Having traveled the globe, weaving in and out of various countries, peoples and cultures, Farran, known as The Camino Side Project for this particular release, found a much greater purpose in his life. The music is a living and breathing entity, as demonstrably illustrated with such genre-defying standouts as “Jam in the Bus Lane,” the coolly-lit “A Taste for Change” and “Human Faces,” a Middle Eastern-adorned rip-chord session. Farran flies full-face into stormy weather and emerges far more enlightened than he could have anticipated. “My wife and I packed up and sold most of our belongings after six years in Zimbabwe working on international development issues with the United Nations. I had taken a few months off prior to that to plan the journey, plan our phase out from Zimbabwe and to hang out with the kids,” Farran tells B-Sides & Badlands about the album, which only found an existence in Farran’s fearlessness and proclivity for unruly adventure.
“We flew from Zimbabwe to Dubai to visit friends living there and then onwards to Bali, where our journey really started,” he continues, further describing his transformation as a side-lined observer to an active, unchained participant. “We felt, at that moment in our lives, that we needed to take a step back, detach ourselves from our comfort, throw ourselves into the wild and seriously bond as a family.”

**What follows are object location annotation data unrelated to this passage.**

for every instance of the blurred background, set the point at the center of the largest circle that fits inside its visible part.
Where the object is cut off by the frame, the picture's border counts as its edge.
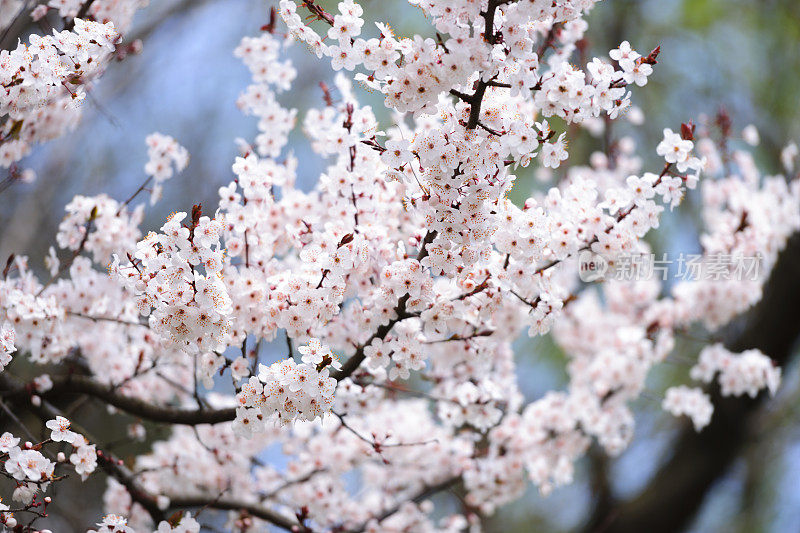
(740, 54)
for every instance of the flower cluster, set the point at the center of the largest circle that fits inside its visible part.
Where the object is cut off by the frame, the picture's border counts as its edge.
(410, 259)
(163, 153)
(292, 391)
(691, 402)
(31, 468)
(7, 336)
(100, 225)
(40, 78)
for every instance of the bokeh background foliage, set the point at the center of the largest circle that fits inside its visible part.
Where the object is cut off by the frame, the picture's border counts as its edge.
(740, 54)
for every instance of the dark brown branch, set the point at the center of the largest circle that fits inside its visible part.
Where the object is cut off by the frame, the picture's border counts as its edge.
(677, 491)
(352, 364)
(133, 406)
(423, 494)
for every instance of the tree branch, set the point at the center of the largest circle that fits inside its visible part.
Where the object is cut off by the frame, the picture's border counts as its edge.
(133, 406)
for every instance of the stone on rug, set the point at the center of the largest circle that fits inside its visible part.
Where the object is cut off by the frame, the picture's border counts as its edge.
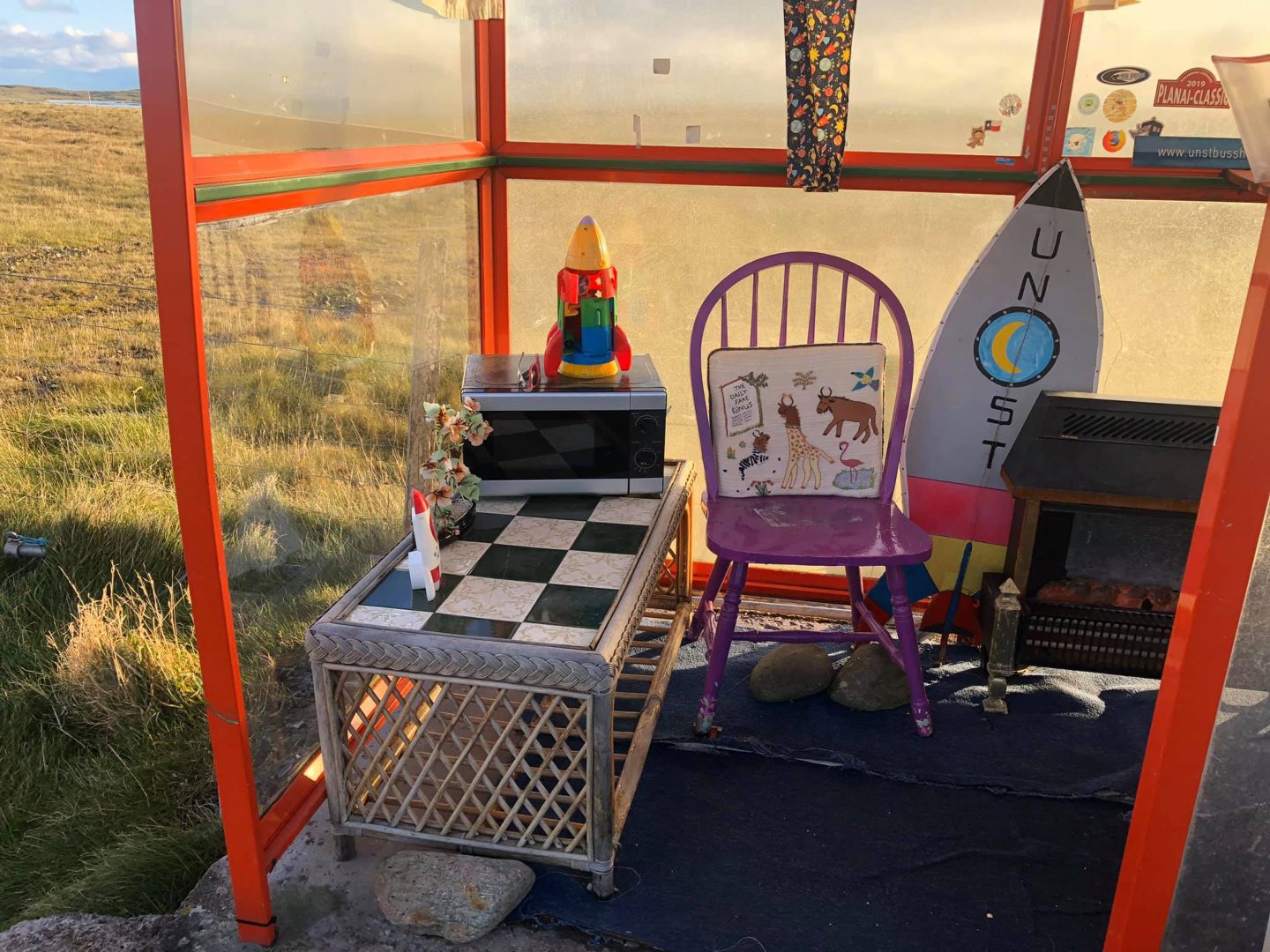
(791, 672)
(869, 681)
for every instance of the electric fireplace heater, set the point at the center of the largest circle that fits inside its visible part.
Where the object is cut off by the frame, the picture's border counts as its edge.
(1106, 492)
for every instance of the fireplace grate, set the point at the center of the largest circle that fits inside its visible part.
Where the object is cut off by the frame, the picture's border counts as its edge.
(1113, 640)
(1147, 429)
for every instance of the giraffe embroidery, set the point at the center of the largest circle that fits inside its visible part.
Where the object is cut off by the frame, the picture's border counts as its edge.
(757, 456)
(803, 456)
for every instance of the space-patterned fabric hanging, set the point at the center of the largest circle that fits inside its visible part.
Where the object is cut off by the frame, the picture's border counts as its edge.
(818, 86)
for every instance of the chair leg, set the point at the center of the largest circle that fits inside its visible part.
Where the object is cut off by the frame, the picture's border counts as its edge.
(704, 620)
(908, 651)
(724, 631)
(857, 591)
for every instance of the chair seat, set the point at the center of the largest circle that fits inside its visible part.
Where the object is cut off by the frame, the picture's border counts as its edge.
(813, 531)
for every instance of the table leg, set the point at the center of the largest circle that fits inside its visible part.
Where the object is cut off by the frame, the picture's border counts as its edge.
(1004, 646)
(346, 848)
(600, 761)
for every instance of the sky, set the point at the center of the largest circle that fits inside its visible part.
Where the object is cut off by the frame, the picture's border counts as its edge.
(68, 43)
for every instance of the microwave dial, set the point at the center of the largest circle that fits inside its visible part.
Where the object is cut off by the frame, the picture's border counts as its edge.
(646, 426)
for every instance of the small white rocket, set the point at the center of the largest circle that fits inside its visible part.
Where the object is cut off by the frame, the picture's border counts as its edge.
(424, 562)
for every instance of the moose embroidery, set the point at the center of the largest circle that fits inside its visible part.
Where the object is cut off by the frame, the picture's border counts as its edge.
(843, 410)
(803, 456)
(757, 456)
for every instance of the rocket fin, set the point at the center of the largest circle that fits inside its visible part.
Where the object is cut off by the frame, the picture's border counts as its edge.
(621, 348)
(553, 352)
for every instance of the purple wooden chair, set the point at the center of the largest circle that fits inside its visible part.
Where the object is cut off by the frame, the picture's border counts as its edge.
(813, 530)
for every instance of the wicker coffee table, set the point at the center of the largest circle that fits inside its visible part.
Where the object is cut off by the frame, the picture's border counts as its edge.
(513, 714)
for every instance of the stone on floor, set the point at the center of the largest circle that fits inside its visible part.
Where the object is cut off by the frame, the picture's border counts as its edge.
(92, 933)
(458, 897)
(869, 681)
(791, 672)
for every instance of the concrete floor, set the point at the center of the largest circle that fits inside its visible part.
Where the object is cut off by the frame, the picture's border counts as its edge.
(323, 904)
(320, 904)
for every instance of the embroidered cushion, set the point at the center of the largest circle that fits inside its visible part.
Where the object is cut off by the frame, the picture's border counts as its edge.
(798, 420)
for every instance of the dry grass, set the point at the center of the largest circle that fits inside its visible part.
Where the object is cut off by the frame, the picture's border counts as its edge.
(127, 660)
(108, 802)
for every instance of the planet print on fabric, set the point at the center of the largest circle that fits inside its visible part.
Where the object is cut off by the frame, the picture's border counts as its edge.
(1016, 346)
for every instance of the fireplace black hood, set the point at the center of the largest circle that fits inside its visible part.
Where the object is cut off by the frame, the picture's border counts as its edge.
(1113, 450)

From start to finish, the album is stacked in the order of the exact “itinerary of our trip,” he says. “If you look at the album art, you will see which country each song is connected to. While musically, for the most part, the songs are not inspired by the music of those countries, the songs are very much about the ‘feel’ and the inspirations we had in those places. You will see that track one is on Zimbabwe and track 11 is on Egypt (our last stop). The [last] track is an extra outro that is derived from track four (Singapore).”
Beneath the swelling guitar chords and frantically glued percussion, there lies Farran’s heart and soul. Through such a behemoth undertaking, risking everything and sacrificing parts of himself in each uncertain moment, Of Movement & Music uncovers the truth of music’s healing power. And in exposing himself for the sake of art and intimacy, Farran manages to allow the listener to soldier the pathways, too, and shed a former life in considerable ways. “This project has completely changed me. I had been out of the music scene since 2005, when I lived in Montreal and played in an alternative rock band. This half year journey gave me unintended clarity and space to create.,” he says. “When we got to Singapore (our second stop), I bought a travel size guitar, and a few weeks later had composed a few tracks, after which I decided to hit a studio when we got to Thailand.”
More importantly, the record “fundamentally altered my priorities and the ‘musts’ of my life,” he says, citing that a follow-up is already in the works. “I have learned an incredible amount, from composing to leading the recording process from beginning to end to working with amazing people and bearing witness to how dramatically different the ‘music scene’ is today.”